Degno di nota è anche il monumento alla Duchessa Francesca Capece di Maglie, realizzato nel 1896-98. Si deve ad Alessandro De Donno, grande amico e protettore di Antonio Bortone, la proposta dell’erezione della statua, per la quale si costituì a Maglie anche un comitato cittadino. L’opera, realizzata in marmo, in stile neoclassico, raffigura la Duchessa ormai anziana ma dall’espressione serena, con un fanciullo accanto, seminudo e con il perizoma alla greca, che regge con la mano sinistra lo scudo civico di Maglie e riceve con la destra il libro della sapienza dalla Duchessa, allegoria della missione educatrice della nobildonna e del suo istituto. Scrive Ilderosa Laudisa: “Il monumento proponeva due figure trattate in modo ben diverso. La donna, scolpita con meticolosa attenzione ad ogni particolare dell’abbigliamento e del viso, sul quale il tempo e le vicissitudini avevano lasciato evidenti tracce, è una figura reale; sembra quasi un’immagine ricavata da fotografia. Il fanciullo, in quanto figura allegorica, è seminudo, di belle fattezze e fortemente idealizzato. I simboli della Conoscenza e della Fede legano i due personaggi.  Alcuni particolari, quali le mani della Capece sulla spalla del ragazzo e la posizione di quest’ultimo, riportano alla mente una delle opere eseguite nel primo periodo fiorentino: la Carità religiosa”[5].

A Maglie Antonio Bortone fu molto amato, se è vero che diverse committenze gli vennero affidate: oltre alla statua in onore del patriota Oronzio De Donno, situata nella centrale Piazza Capece, anche il busto bronzeo del giovane Salvatore Cezzi (1912-1926), che fu voluto dalla famiglia e inaugurato nel 1831 proprio nell’atrio del Ginnasio-Liceo Capece dove il fanciullo era studente[6].  E ancora, il busto all’Avvocato Nicola De Donno, un “Gladiatore morente” ed un “Ippocrate” per il palazzo del Senatore Vincenzo Tamborino, un busto a Achille Tamborino, i busti per Zoraide e Maria Luisa, ovvero moglie e figlia dell’On.
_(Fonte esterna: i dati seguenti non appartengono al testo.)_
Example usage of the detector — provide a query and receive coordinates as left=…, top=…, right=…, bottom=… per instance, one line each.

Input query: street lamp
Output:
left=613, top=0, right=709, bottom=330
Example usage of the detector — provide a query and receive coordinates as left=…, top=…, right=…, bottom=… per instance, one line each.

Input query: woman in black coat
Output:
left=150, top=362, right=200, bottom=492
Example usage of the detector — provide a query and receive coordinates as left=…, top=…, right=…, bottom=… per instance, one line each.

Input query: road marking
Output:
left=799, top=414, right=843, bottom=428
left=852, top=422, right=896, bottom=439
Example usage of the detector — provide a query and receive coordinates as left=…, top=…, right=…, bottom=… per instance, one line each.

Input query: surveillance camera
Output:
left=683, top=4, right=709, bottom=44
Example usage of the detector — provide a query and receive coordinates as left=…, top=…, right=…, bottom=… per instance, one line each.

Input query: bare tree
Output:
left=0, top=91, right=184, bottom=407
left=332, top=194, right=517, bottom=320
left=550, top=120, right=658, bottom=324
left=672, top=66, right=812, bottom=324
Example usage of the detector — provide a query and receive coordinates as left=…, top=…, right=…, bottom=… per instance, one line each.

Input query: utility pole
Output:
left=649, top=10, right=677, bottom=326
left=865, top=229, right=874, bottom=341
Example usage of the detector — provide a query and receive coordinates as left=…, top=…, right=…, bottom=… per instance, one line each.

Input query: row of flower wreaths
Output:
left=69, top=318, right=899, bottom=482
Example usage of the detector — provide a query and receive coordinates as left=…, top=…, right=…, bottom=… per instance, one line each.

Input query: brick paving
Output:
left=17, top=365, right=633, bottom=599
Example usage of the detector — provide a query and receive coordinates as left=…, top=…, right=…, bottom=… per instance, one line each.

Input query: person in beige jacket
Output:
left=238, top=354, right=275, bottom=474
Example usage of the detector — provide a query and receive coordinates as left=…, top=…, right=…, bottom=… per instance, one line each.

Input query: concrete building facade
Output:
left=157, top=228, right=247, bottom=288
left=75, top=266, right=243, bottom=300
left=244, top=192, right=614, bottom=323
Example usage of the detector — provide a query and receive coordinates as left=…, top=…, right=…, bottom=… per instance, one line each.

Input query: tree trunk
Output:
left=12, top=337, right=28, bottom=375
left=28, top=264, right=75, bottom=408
Paolo Tamborino[7].

All’inaugurazione della statua della Capece, lo scultore Bortone non era presente, ma la stampa locale e nazionale ne diede ampio risalto. “Credo che sia il più bel monumento alla cultura di tutto il Salento”, scrive Aldo de Bernart, in un articolo dedicato allo studioso Nicola De Donno, che tanto ha scritto proprio sulla Duchessa e sull’Istituto Capece[8]. Sul plinto della statua, l’iscrizione “Lettere e Religione: Luce intellettual piena d’amore” (tratta dal XXX Canto del Paradiso di Dante) e “ego plantavi… sed Deus incrementum dedit” (versetti tratti dalla Lettera di San Paolo ai Corinzi)[9]. “Il seme”, scrive Emilio Panarese, “è quello simbolico della beneficenza, della promozione civile e culturale magliese, della donazione di tutti i beni ducali…”[10]. La statua venne inaugurata il 29 luglio 1900, con una grande cerimonia[11].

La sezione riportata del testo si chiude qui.